Once you have defined a pipeline, the next step is to run it (also referred to as 'executing' a pipeline). The Pipeline object doesn't actually contain any data; instead, it's a "computational expression" that will be evaluated using a particular dataset or datasets. In order to access the data indicated in your pipeline, the pipeline needs to be run. Running a pipeline essentially plugs in real data to all of the computations that were defined in the pipeline.

Thanks to DataSets and BoundColumns, the pipeline engine knows where to get the data to plug in to a Pipeline definition. In addition, the pipeline knows about the trading calendar and the existence of any listed assets that correspond to its domain. As a result, pipeline knows how to load the required data to evaluate its computations for the dynamic set of all active equities in the specified domain each day. Under the hood, pipeline is able to perform these computations extremely efficiently by pre-fetching data and chunking its computations. By default, pipelines in the IDE are run in 6-month chunks while pipelines in Research are run in 12-month chunks, allowing pipeline to pre-fetch more data and perform the required computations more quickly. Importantly, the chunksize does not affect the output of pipeline, it only affects the speed and memory usage of the pipeline engine.
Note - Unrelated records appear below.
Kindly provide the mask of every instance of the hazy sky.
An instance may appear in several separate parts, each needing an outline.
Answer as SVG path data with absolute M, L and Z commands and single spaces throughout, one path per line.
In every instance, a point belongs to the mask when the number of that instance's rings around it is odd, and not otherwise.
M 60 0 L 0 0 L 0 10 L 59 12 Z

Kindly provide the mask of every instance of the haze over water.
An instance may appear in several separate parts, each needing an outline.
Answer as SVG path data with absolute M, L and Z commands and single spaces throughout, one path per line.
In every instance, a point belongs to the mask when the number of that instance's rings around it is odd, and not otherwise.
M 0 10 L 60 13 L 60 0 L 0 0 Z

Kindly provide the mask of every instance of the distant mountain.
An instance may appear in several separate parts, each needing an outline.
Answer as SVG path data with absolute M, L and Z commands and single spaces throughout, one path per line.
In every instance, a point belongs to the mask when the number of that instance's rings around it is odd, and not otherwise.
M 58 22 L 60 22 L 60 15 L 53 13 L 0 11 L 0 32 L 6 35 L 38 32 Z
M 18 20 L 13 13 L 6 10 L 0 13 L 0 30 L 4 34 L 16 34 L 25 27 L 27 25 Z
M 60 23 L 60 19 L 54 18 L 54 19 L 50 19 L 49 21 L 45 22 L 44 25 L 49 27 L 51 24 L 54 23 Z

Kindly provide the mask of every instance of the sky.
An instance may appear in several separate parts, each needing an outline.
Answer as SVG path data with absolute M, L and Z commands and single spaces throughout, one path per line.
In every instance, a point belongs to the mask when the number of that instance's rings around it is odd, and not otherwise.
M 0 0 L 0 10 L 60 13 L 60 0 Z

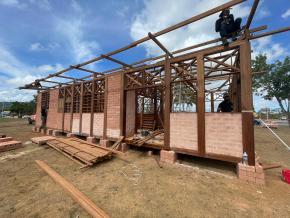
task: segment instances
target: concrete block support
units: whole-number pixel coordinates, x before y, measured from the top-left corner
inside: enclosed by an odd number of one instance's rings
[[[237,165],[237,174],[241,180],[259,185],[265,185],[264,170],[263,167],[259,164],[256,164],[255,166],[249,166],[239,163]]]
[[[89,143],[96,143],[96,138],[95,137],[87,137],[87,142]]]
[[[177,155],[174,151],[160,151],[160,161],[165,163],[174,164],[177,160]]]
[[[109,142],[109,140],[101,139],[100,140],[100,145],[104,146],[104,147],[109,147],[110,146],[110,142]]]
[[[45,134],[46,134],[46,129],[41,128],[41,129],[40,129],[40,133],[43,134],[43,135],[45,135]]]
[[[66,137],[68,137],[68,138],[73,138],[75,136],[76,135],[74,133],[71,133],[71,132],[66,134]]]
[[[32,132],[36,132],[36,127],[32,127]]]
[[[125,153],[125,152],[127,152],[129,150],[129,148],[130,148],[130,146],[127,145],[126,143],[121,143],[121,147],[120,147],[121,152]]]
[[[35,132],[40,132],[40,127],[35,127]]]
[[[60,136],[61,135],[61,131],[59,131],[59,130],[53,130],[52,131],[52,135],[53,136]]]
[[[46,135],[52,135],[53,129],[47,129],[46,130]]]

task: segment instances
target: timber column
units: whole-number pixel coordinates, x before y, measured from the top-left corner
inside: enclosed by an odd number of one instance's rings
[[[251,45],[248,40],[244,40],[240,45],[240,69],[243,151],[248,154],[249,165],[254,166],[255,142],[253,126]]]
[[[170,149],[171,67],[168,55],[165,58],[165,101],[164,101],[164,149]]]

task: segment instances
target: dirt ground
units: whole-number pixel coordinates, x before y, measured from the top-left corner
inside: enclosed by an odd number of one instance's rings
[[[290,185],[281,168],[266,171],[266,185],[236,178],[232,165],[181,156],[159,168],[146,152],[130,150],[86,171],[57,151],[31,144],[40,135],[24,120],[0,120],[0,132],[25,147],[0,154],[0,217],[89,217],[34,160],[44,160],[111,217],[290,217]],[[290,128],[277,133],[290,144]],[[290,168],[290,151],[266,129],[256,128],[256,151],[264,163]]]

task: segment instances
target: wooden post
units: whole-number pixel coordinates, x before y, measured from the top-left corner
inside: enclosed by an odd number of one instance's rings
[[[81,94],[80,94],[80,125],[79,133],[82,133],[82,122],[83,122],[83,100],[84,100],[84,82],[81,83]]]
[[[70,105],[70,132],[72,132],[72,127],[73,127],[73,115],[74,115],[74,93],[75,93],[75,85],[73,84],[71,86],[71,105]]]
[[[61,121],[61,131],[64,132],[64,112],[65,112],[65,101],[66,101],[66,89],[67,88],[64,88],[64,91],[63,91],[63,109],[62,109],[62,121]]]
[[[214,113],[214,93],[210,93],[210,111]]]
[[[124,124],[126,120],[125,117],[126,111],[126,96],[124,91],[124,71],[121,72],[121,87],[120,87],[120,135],[125,136],[126,125]],[[125,127],[124,127],[125,126]]]
[[[164,149],[170,149],[171,66],[165,58],[165,105],[164,105]]]
[[[240,46],[240,68],[243,151],[248,154],[249,165],[254,166],[255,144],[253,127],[251,45],[247,40],[245,40]]]
[[[205,85],[203,55],[197,56],[197,138],[198,152],[205,155]]]
[[[108,76],[105,77],[105,100],[104,100],[104,129],[103,139],[107,139],[107,113],[108,112]]]
[[[95,89],[96,89],[96,79],[94,77],[93,80],[92,80],[90,137],[93,136],[93,130],[94,130]]]

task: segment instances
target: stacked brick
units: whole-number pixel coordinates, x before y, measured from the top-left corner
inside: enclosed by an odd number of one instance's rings
[[[108,77],[107,136],[111,138],[120,136],[120,84],[120,74]]]
[[[165,163],[174,164],[177,160],[177,155],[174,151],[160,151],[160,161]]]
[[[36,99],[36,113],[35,113],[35,126],[40,127],[41,126],[41,93],[37,95]]]
[[[58,123],[60,122],[60,121],[58,121],[59,117],[58,117],[58,112],[57,112],[58,89],[51,90],[49,95],[50,95],[50,97],[49,97],[49,110],[47,113],[46,127],[51,128],[51,129],[57,129]]]
[[[242,115],[240,113],[206,113],[206,153],[242,157],[241,126]]]
[[[126,136],[135,134],[136,101],[135,90],[127,91],[126,96]]]
[[[0,152],[10,151],[22,147],[20,141],[13,140],[12,137],[0,138]]]
[[[265,184],[265,174],[263,167],[259,164],[249,166],[239,163],[237,166],[237,174],[239,179],[256,184]]]
[[[197,151],[197,113],[170,114],[170,147]]]
[[[93,135],[102,137],[104,131],[104,113],[94,114]]]

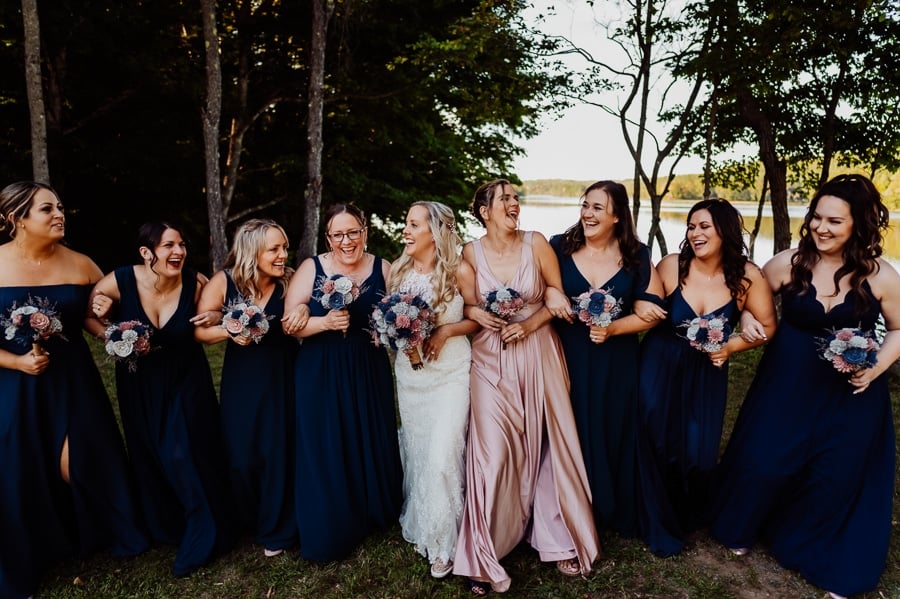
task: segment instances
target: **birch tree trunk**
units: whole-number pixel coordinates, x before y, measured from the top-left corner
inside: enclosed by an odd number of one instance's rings
[[[47,159],[47,115],[41,77],[41,25],[37,0],[22,0],[25,24],[25,90],[31,114],[31,171],[35,181],[50,183]]]
[[[222,65],[216,30],[215,0],[201,0],[203,40],[206,48],[206,106],[203,109],[203,149],[206,158],[206,210],[209,215],[212,272],[222,269],[228,254],[225,238],[226,214],[219,175],[219,121],[222,117]]]

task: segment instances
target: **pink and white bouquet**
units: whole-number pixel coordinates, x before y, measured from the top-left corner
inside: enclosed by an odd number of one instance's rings
[[[319,303],[328,310],[344,310],[362,293],[356,281],[340,273],[320,277],[317,291]],[[346,336],[347,331],[344,331],[344,337]]]
[[[128,365],[128,372],[137,370],[138,358],[150,353],[150,327],[140,320],[125,320],[106,327],[106,353],[116,362]]]
[[[259,343],[269,332],[269,320],[274,318],[244,299],[228,304],[222,312],[222,328],[234,337],[249,337],[254,343]]]
[[[622,313],[622,300],[607,289],[591,289],[572,299],[575,316],[588,326],[608,327]]]
[[[56,304],[44,297],[28,296],[22,305],[13,302],[5,316],[0,318],[4,337],[22,345],[31,343],[35,355],[44,353],[40,345],[53,336],[65,339],[63,325],[56,311]]]
[[[819,339],[823,360],[831,362],[838,372],[854,373],[871,368],[878,362],[880,345],[872,331],[852,327],[832,330],[828,337]]]
[[[723,315],[698,316],[686,323],[685,338],[691,347],[704,353],[714,353],[725,347],[731,336],[731,324]]]
[[[510,287],[494,289],[484,296],[484,309],[506,321],[524,307],[522,294]],[[506,349],[506,343],[502,342],[500,347]]]
[[[434,312],[418,295],[408,292],[386,295],[375,304],[371,316],[372,341],[409,356],[413,370],[424,367],[419,346],[434,330]]]

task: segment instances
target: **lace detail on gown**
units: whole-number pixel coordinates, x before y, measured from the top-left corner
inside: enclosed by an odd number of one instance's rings
[[[431,275],[410,271],[400,286],[429,304]],[[438,316],[438,325],[463,318],[457,293]],[[395,362],[403,462],[403,538],[430,562],[453,559],[463,509],[465,445],[469,417],[471,348],[465,336],[447,340],[437,361],[414,371],[409,358]]]

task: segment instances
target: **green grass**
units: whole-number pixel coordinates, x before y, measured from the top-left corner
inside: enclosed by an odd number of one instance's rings
[[[95,346],[95,349],[96,346]],[[99,355],[99,354],[98,354]],[[209,349],[218,376],[222,346]],[[739,402],[755,371],[760,351],[733,358],[726,436]],[[114,397],[112,365],[99,359],[110,395]],[[895,421],[900,413],[900,378],[891,375]],[[896,423],[896,422],[895,422]],[[723,443],[724,446],[724,443]],[[896,496],[896,492],[895,492]],[[894,502],[894,520],[900,518]],[[818,599],[821,589],[782,569],[764,550],[736,558],[705,533],[697,534],[681,555],[659,559],[636,540],[602,537],[604,559],[587,579],[568,579],[552,564],[542,564],[526,545],[519,546],[504,566],[512,577],[508,597],[726,599],[791,597]],[[155,548],[141,556],[116,559],[106,555],[70,560],[44,577],[39,598],[221,598],[221,597],[469,597],[464,582],[428,575],[425,560],[400,535],[399,526],[370,536],[345,561],[314,564],[284,554],[265,558],[249,540],[192,576],[171,575],[174,547]],[[76,582],[77,579],[77,582]],[[866,599],[900,597],[900,539],[892,535],[887,568],[879,588]]]

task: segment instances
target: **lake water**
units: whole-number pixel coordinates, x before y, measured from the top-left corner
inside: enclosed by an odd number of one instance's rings
[[[694,202],[666,202],[660,211],[660,226],[666,238],[669,252],[677,252],[678,245],[684,239],[685,220]],[[558,198],[554,196],[529,196],[523,199],[519,214],[520,228],[540,231],[548,239],[551,235],[562,233],[579,218],[580,200],[578,198]],[[750,230],[756,222],[757,206],[752,203],[734,206],[744,218],[744,228]],[[791,239],[796,243],[806,206],[791,205],[788,207],[791,217]],[[900,269],[900,214],[891,214],[892,228],[888,231],[884,243],[884,258],[895,268]],[[646,243],[650,230],[650,203],[642,203],[637,222],[638,236]],[[480,235],[481,229],[476,227],[472,235]],[[749,235],[745,237],[748,241]],[[767,206],[763,211],[763,221],[756,239],[753,260],[759,265],[765,264],[772,257],[772,213]],[[659,260],[659,246],[653,246],[653,259]]]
Pipeline also knows about timestamps in each dataset, so it can surface data in a point-in-time fashion and prevent lookahead bias. The result of a pipeline is evaluated one day at a time and pipeline computations are only allowed to access data that was available prior to the simulation date. For example, if a pipeline was run from 01/01/2017 to 01/01/2018, a data point that was learned on 05/01/2017 (timestamp at 05/01/2017 6:00pm ET) will only be available when computing the results for 05/02/2017 onward. The concept of point-in-time data on Quantopian is further explained here in the Data Reference.

The output of running a pipeline depends on the environment in which it is run. In Research, a pipeline is run using run_pipeline(), which requires explicit start and end dates to be provided. In the IDE, a pipeline must be 'attached' to an algorithm where it is evaluated on each day of a backtest. For more on pipeline outputs, refer to Running Pipelines in Research and Running Pipelines in the IDE.